At Scale Asia Ventures, we are excited about how artificial intelligence is transforming healthcare delivery. With IDx-DR’s recent FDA-approval as the first AI diagnostic tool permitted for patient use in the US, we expect to see dozens of promising health AI companies garner attention soon.
At the forefront of this innovative space is Docbot, one of our latest health AI investments.
Colorectal cancer is the second leading cause of cancer-related death (1) and remains prevalent globally. While screening techniques like colonoscopies have helped reduce prevalence, colorectal cancer is still missed by colonoscopy 5% of the time (2), with up to 9% of patients developing cancer even when following national guidelines (3). Furthermore, the US is currently experiencing a colonoscopy specialist shortage (4), resulting in immense geographic health disparities.
Our question is simple — how can we increase colonoscopy accuracy, while simultaneously improving access?
Docbot is developing an AI-driven tool for enhanced adenoma detection during colonoscopy screenings. Called the Ultivision AI imaging platform, Docbot’s system is capable of real-time, expert-level analysis of potential adenomas during colonoscopy screenings.
Importantly, Docbot’s system is capable of being used by both physician and non-physician providers. In their preliminary single center study, Ultivision improved adenoma detection rate by 37%. In areas with low concentrations of colonoscopy specialists, Docbot has the potential to increase colon cancer screening rates by orders of magnitude.
We are thrilled to support Docbot in their latest US clinical trial, a multicenter study currently enrolling 978 patients across 6 hospital sites. We hope this clinical trial will pave the way for Docbot’s upcoming FDA De Novo Classification application, with delivery soon to hospital systems across the US.
It’s not uncommon to see health AI companies, composed solely of ex-FAANG data scientists and machine learning engineers, develop excellent AI models that never make it to clinical trials, let alone to market. Why? Because subject-specific knowledge is essential in medicine — not only in building accurate and generalizable models, but also in understanding how to deploy systems into clinical settings.
At Scale Asia Ventures, we believe in interdisciplinary collaboration. With a team composed of experienced data scientists, engineers, physicians, and medical device executives, Docbot’s team has the necessary people to develop unique insight in addressing one of the largest problems facing the US health system.
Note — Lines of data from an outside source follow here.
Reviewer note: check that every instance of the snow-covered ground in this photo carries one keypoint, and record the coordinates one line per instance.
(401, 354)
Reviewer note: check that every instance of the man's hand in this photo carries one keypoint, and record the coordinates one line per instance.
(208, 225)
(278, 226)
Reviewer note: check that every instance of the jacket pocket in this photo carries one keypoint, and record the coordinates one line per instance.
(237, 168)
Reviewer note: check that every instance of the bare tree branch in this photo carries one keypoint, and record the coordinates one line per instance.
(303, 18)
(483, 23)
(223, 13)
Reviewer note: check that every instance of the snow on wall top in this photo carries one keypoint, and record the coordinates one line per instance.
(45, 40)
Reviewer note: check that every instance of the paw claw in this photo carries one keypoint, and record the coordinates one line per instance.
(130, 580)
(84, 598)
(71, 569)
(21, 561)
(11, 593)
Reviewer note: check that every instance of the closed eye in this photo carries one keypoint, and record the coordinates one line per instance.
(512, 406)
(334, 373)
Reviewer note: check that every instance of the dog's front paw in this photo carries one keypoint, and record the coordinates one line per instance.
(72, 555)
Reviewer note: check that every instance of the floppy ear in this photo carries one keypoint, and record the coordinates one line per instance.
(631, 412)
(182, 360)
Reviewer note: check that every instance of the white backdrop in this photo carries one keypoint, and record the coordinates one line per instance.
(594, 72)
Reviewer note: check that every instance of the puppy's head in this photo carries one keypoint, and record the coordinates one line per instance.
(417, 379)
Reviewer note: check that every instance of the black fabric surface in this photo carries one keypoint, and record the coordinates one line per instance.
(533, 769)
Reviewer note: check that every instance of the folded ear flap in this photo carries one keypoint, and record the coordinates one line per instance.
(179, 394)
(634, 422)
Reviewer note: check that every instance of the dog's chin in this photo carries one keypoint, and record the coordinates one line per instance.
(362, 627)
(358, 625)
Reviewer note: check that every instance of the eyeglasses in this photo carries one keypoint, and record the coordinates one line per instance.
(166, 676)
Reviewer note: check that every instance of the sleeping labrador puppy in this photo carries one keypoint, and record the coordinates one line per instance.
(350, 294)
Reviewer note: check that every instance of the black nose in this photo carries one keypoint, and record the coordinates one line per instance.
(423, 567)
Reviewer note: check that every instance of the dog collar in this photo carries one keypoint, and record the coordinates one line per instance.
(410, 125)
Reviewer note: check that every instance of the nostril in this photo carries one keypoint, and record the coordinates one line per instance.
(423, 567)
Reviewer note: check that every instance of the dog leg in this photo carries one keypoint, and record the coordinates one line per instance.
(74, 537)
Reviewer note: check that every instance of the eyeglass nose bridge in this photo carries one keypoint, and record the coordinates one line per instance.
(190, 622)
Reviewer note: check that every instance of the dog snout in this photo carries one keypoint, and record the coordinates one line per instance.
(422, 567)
In particular, Docbot’s unique business model demonstrates their interdisciplinary roots in leveraging machine learning to promote accessible and cost-efficient medical care. Looking forward, we believe in the potential of a new machine learning-powered GI business model, where clinics of all settings can utilize both physician and non-physician providers to provide high quality colonoscopies and medical care.
Mainstream media has a fascination with AI accuracy — A.I. Took a Test to Detect Lung Cancer. It Got an A. While accuracy is certainly important (and Docbot is capable of increasing adenoma detection rate by 37%), the bigger question on our minds recently is accessibility.
Conditions like colon cancer and hypertension are called “silent killers,” not because physicians are unable to diagnose them, but because many patients are unable to see specialist physicians frequently enough to catch early signs of disease. More important than Docbot’s Ultivision system’s accuracy, is its potential to improve accessibility of high-quality colonoscopies. By allowing non-physician providers to deliver accurate and safe colonoscopy examinations, millions of patients in low-resource settings can get the care they need without relocating to urban health centers.
Google recently tested in Thailand their latest AI diagnostic tool, a 90% accurate diabetic retinopathy detection system. Their goal? To screen 60% of all people with diabetes in Thailand annually (5).
But despite excellent theoretical accuracy, their system proved impractical in real-world use. In Google’s Thailand experiment, we’ve learned a great deal about the impact of environment on AI, and how simple differences in lighting conditions, imaging technique, and camera model can vastly impact real-world AI performance (6).
Docbot takes a different approach, prioritizing real-time and real-world usage and testing. While many of their competitors have opted for pre-recorded videos or image frames from labeled colonoscopies, Docbot’s Ultivision system’s performance has been validated with real-time video feeds. For this reason, we are confident in Docbot’s capability to bring their product to market with end users in mind, and not just theoretical accuracy numbers.
The global colorectal cancer market is massive, valued at $13.7 billion in 2018 with a CAGR of 6.1% between 2018 to 2023 (7). More important however than the monetary valuation of the colorectal cancer market is what it represents — an opportunity to address one of the leading causes of cancer death in the world. As colorectal cancer rates persist in the US, and even grow in other areas of the world, there is an immense need for new technology to enable early, accurate, and safe diagnosis of colorectal cancers.
We believe Docbot will be part of the solution.